The message came from Steve Hodson, a National Leader of Governance, one of two keynote speakers, along with Sir David Carter, to address Cumbria Education Trust’s annual Governance and Leadership Conference.

Mr Hodson, Chair of the Board of Trustees at Delta Academies Trust, and Sir David, former National Schools Commissioner, gave insights into a CET-commissioned review of the trust’s progress to date.

The findings were presented to CET’s trustees, Local Advisory Board (LAB) members and senior staff at the virtual conference where the speakers stressed the critical importance of governance to success.

Mr Hodson said what they found at CET was a ‘huge moral purpose of making a real difference to children across the Cumbria region’.

He said there was rapid improvement in outcomes at academies across the trust, increased pupil numbers with parents making CET their choice and greater capacity to accommodate growth. Academies were delivering on their vision, with finances that are healthy and sustainable and governance that is ‘strong, open and stands up well to scrutiny and delivers for pupils and communities’.

He thanked all the attendees for what they had done for children throughout the pandemic. He also quoted Schools System Minister Baroness Berridge who said: ‘Governance has never been more critical to the education of our nation’s young people…the governance duty is, above all, to drive relentless ambition for the young people served by our school system, whatever the circumstances’.

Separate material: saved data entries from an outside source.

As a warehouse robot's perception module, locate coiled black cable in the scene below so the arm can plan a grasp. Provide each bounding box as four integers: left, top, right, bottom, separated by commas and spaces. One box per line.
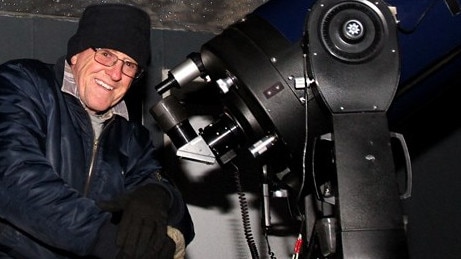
230, 162, 260, 259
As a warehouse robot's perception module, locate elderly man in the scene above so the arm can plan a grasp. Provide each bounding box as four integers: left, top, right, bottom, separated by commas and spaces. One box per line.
0, 3, 194, 258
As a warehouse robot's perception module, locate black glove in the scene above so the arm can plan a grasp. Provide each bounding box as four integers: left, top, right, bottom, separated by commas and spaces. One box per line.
98, 184, 174, 258
117, 235, 176, 259
157, 235, 176, 258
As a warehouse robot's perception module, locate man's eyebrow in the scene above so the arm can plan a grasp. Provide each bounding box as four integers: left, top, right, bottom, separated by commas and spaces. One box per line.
102, 48, 137, 63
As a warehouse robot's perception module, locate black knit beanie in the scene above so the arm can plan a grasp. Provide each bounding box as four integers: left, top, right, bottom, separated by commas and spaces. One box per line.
67, 4, 151, 68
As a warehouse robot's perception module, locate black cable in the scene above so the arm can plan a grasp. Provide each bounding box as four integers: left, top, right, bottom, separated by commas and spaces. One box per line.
230, 162, 260, 259
264, 232, 277, 259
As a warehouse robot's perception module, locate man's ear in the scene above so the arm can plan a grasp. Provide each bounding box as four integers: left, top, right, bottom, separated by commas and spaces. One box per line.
70, 55, 78, 65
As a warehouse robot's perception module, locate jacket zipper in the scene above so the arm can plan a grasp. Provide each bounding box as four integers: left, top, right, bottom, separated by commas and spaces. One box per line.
83, 140, 99, 197
83, 117, 115, 197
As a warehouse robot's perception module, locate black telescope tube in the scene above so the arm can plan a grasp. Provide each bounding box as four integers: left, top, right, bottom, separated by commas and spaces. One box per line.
150, 95, 198, 148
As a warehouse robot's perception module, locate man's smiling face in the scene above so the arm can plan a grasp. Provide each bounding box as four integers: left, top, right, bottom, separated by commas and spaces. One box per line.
69, 48, 135, 114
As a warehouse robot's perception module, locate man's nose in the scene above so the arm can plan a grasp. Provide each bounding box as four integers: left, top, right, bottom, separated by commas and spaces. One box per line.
106, 60, 124, 80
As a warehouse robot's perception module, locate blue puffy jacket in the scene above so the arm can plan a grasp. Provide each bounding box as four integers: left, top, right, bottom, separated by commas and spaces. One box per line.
0, 58, 194, 258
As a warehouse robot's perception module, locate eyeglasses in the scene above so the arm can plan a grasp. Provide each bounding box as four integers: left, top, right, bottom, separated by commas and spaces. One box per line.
92, 48, 143, 79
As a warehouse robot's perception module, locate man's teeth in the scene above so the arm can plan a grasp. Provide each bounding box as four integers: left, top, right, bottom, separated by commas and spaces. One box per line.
95, 79, 114, 91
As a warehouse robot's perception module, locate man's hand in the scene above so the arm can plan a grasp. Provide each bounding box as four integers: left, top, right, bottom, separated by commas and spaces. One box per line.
98, 184, 175, 258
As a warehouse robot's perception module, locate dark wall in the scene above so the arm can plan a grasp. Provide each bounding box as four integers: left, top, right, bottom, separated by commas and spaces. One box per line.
0, 16, 75, 62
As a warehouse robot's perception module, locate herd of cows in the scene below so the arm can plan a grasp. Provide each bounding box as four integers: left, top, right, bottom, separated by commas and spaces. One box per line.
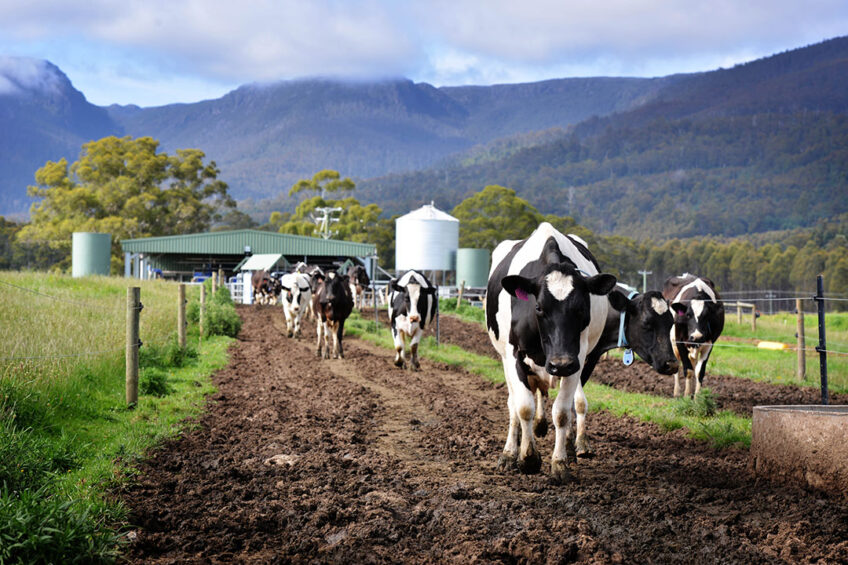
250, 262, 437, 366
248, 222, 726, 483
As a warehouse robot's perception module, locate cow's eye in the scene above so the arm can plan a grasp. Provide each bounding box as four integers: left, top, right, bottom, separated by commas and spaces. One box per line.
534, 303, 543, 314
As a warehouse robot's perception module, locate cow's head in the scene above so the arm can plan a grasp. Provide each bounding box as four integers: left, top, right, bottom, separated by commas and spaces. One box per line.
348, 265, 370, 287
320, 272, 351, 312
503, 265, 616, 377
611, 290, 678, 375
391, 279, 437, 328
671, 293, 723, 351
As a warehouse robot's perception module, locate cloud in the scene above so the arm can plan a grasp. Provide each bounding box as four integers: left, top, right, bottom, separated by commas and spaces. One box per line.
0, 56, 63, 95
1, 0, 847, 104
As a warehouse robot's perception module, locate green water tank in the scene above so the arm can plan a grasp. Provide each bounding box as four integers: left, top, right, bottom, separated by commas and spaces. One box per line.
456, 248, 490, 288
72, 232, 112, 277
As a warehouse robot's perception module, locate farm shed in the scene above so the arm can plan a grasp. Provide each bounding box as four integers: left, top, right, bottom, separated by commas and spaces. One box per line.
121, 229, 377, 281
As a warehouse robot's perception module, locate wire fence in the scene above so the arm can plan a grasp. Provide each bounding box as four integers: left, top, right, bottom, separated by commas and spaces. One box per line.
0, 277, 130, 364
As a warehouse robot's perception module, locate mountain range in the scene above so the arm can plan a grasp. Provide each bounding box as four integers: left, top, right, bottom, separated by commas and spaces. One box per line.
1, 36, 847, 240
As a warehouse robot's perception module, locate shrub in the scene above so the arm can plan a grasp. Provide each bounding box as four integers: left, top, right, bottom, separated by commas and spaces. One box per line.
186, 282, 241, 337
203, 302, 242, 338
139, 339, 197, 370
139, 368, 173, 397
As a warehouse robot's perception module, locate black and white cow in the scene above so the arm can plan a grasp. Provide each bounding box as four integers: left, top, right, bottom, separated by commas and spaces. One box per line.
295, 263, 325, 320
486, 222, 617, 483
388, 270, 438, 370
662, 274, 725, 398
279, 272, 312, 338
347, 264, 371, 309
312, 271, 354, 359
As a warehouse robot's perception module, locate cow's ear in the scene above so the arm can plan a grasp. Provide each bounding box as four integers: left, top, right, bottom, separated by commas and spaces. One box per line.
671, 302, 687, 318
502, 275, 537, 301
608, 289, 629, 311
586, 273, 617, 296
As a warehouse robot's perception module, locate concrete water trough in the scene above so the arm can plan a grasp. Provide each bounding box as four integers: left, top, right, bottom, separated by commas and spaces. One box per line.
750, 405, 848, 498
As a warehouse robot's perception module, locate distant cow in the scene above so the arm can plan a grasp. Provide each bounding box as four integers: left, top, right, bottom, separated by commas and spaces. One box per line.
295, 263, 325, 320
388, 270, 438, 370
662, 274, 725, 397
251, 270, 273, 305
279, 272, 312, 338
347, 265, 371, 309
486, 222, 617, 482
312, 271, 354, 359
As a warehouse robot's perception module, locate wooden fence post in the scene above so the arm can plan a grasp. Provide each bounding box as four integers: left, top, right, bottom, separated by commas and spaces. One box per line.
751, 304, 757, 332
200, 284, 206, 344
456, 280, 465, 310
211, 272, 218, 294
178, 283, 186, 348
796, 298, 806, 381
126, 286, 141, 408
737, 302, 742, 324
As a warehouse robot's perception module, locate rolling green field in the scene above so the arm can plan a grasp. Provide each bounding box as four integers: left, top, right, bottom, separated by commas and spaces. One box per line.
0, 272, 233, 563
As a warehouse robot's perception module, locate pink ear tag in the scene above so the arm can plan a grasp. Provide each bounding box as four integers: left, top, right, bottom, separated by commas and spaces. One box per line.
515, 288, 530, 301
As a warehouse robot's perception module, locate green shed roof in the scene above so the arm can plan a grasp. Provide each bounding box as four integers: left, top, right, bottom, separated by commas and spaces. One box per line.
121, 229, 376, 257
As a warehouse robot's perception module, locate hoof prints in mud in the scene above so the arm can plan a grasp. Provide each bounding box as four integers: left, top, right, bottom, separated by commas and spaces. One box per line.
120, 306, 848, 564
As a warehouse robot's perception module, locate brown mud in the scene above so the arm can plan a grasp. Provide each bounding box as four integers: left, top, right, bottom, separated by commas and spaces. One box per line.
119, 306, 848, 564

Mr Hodson told the audience: “Why did I become a school governor? It’s about the pupils we are charged to look after, educate and make sure that every penny that comes into our schools is spent in the right direction to make sure that children get the opportunities in life they deserve.

“The way you hold the executive leadership to account is ensuring all of your schools and the wider Cumbria community benefit from the fantastic journey that you are on.”

Sir David, now Executive Director of System Leadership at the Ambition Institute, said what had come across clearly during interviews with CET staff and leaders was the support they’d received, and the ‘credibility of the trust’s ambition to make a difference to its communities’.

He said one of the next steps for CET would be to consider the role of LABs in school improvement. Its members should look at the experience of children, the experience of adults who work at school,  the relationship the school has with the parents/carers and the community and the degree to which the LAB is an ambassador for the trust and can explain the benefits of being part of it.

The trust’s Chair George Beveridge also thanked those invited to the conference for their commitment and ‘the time and effort that you put in right across the trust’.

He said: “We’re all here because we care very deeply about making a difference for our children. Trust should be the bedrock of our shared governance culture. Trust and respect enable those good relationships, challenging questions and courageous conversations.”

Chief Executive Lorrayne Hughes opened the conference by saying every school’s journey out of the pandemic would be different and governance would play a key role in shaping the future of schools and the trust.

She added: “We need to focus all our energy on that and will go into the summer break full of optimism.

“We will start September on the basics, our core values, respect, resilience and responsibility and ‘being the best you can be’. These are all well embedded in our schools, but we can’t revisit them enough.

“Our aim is always to give young people the very best start in life.”